The Interdependence of Regions Sugar provides another important example of the interdependence of regions. Most sugar is produced from sugar cane--- a plant that only grows in warm, humid, climates. Sugar cane was first grown in India. From there it spread to the Mediterranean.
The Interdependence of Regions After the conquest of the Americas, Europeans set up sugar plantations in the West Indies and South America. Enslaved Africans were sent to the Americas to work on these plantations
The Interdependence of Regions In the 1500’s, sugar was still a luxury good consumed only by kings.

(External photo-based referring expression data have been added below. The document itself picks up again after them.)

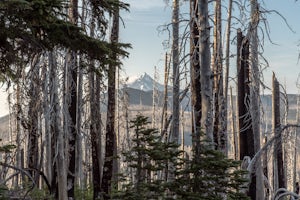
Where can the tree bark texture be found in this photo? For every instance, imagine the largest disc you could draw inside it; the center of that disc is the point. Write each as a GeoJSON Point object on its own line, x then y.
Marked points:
{"type": "Point", "coordinates": [205, 71]}
{"type": "Point", "coordinates": [175, 50]}
{"type": "Point", "coordinates": [72, 109]}
{"type": "Point", "coordinates": [110, 120]}
{"type": "Point", "coordinates": [279, 175]}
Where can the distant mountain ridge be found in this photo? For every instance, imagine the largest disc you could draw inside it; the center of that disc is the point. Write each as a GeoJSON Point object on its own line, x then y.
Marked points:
{"type": "Point", "coordinates": [145, 83]}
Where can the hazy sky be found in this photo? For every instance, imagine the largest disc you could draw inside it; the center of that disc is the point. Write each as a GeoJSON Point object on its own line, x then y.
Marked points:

By 1700, it had become a widespread household good, sold in street markets. The production of such large quantities of sugar only became possible because of specialization and trade.
The Interdependence of Regions- Triangular Trade Plantations in the Caribbean grew sugar cane for export. European ships carried this sugar to Europe. Meanwhile, foods from the English colonies in North America were sent to workers on the plantations
The Interdependence of Regions- Triangular Trade Enslaved Africans were shipped across the Atlantic to provide an unending supply of labor. The plantation owners imported furniture and clothes from Europe in exchange for the sugar. To produce large quantities of sugar, these different regions of the world had thus grown highly interdependent.